It has taken me unusually long to update my blog, because I usually pick on the most annoying thing of that week and write about it, but this week was so tragic that I simply couldn’t decide what to take the axe to.

So, instead, I compiled my own dark comedy from this week’s series of errors.

Underwear shenanigans!

First there was the story about the young Spaniard who was essentially taken to court for prancing around drunk in his own balcony. Although the headline of the story read - ‘Caught with his pants down’ –showing off his private parts was not the reason why he was summoned to court. Since it was a friend who pulled the Spaniard’s trousers down, he could only be charged with offending public morals when he ‘uttered’ obscenities at a passerby. If this is the law, and if this is how seriously we take it, then how come we do not arrest at least 100 men a day? Or is it easier to pick on young drunk tourists whom we will never see again?

To park or to box!

Then there was the story of the 19 year old guy who was trying to park his car in Sliema and, who got into a brawl with the two policemen that were stuck in the car behind him. He was arrested for assaulting the officers, disobeying the police and swearing in public. In turn the driver, who was accompanied by his girlfriend, accused the police of allegedly beating him up and refusing to provide medical attention when he requested it. Whatever the true version of the facts is, the magistrate’s comments were most amusing. Apparently it was quite a hassle for the magistrate to come in to work that Saturday, so he reminded the police that such cases need not be arraigned with urgency over the weekend. Now I’m thinking that we should construct (legally of course) a few beach houses around the Valletta coast so that those who are paid to be on duty on the weekend do not go so much out of their way when justice calls!

DUI or DIY Law?

The story of Cliff Micallef and his fatal accident shocked us all, and because it was a case of hit and run people went mad with anger, and became desperate to find and punish the culprit. Granted, had you known Cliff at all you’d want revenge, and had you not known him you’d still want justice, but the power point email that is doing the rounds, together with the media’s slandering of the accused, is appalling on so many fronts. I am NOT in any way defending drinking under the influence (DUI), or driving dangerously and without insurance, but let’s call a spade a spade. Trying to influence an ongoing case via the media and viral campaigns, is just wrong. Even if the accused turns out to be as guilty as a Nazi it’s still wrong.

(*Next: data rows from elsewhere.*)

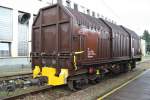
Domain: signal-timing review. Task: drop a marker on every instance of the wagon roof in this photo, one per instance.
(87, 20)
(131, 32)
(115, 28)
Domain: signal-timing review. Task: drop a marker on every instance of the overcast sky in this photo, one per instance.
(134, 14)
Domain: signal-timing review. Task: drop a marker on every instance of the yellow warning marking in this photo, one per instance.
(114, 90)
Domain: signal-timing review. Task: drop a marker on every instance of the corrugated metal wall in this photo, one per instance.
(6, 24)
(23, 31)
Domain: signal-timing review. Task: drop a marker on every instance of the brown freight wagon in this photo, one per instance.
(70, 47)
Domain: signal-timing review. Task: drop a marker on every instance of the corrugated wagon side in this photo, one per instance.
(70, 47)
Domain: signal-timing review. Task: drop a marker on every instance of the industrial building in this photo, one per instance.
(15, 37)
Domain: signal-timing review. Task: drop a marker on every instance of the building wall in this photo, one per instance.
(17, 6)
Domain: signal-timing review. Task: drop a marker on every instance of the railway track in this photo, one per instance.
(38, 89)
(35, 91)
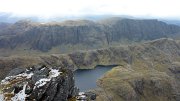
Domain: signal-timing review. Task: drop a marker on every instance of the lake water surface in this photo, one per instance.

This very paper had a headline that read - ‘Unemployed motorist charged with manslaughter, drink driving’ – forgive my ignorance but how is the fact that he’s unemployed relevant to the story? Haven’t we all been unemployed at some point, especially when we were 21? And with a 24% increase in unemployment over last year, how is this important?

And finally, for those circulating the smearing email, please note that such vilifying speculation could work in favour of the accused in court. His lawyer is already hinting that he might use this to proof that his client will not be given a fair trial. In fact, as his lawyer, I would probably be thanking the heavens that someone was silly enough to conjure it up and circulate it. It will probably turn out to be the best defence that the accused could have hoped for.

The power point presentation that I’m talking about can be found here - http://www.alisonbezzina.com/diy-law/ but let it be known that I’m only providing it for information purposes and in no way endorsing. In my opinion this is an undemocratic Neanderthal form of judgement.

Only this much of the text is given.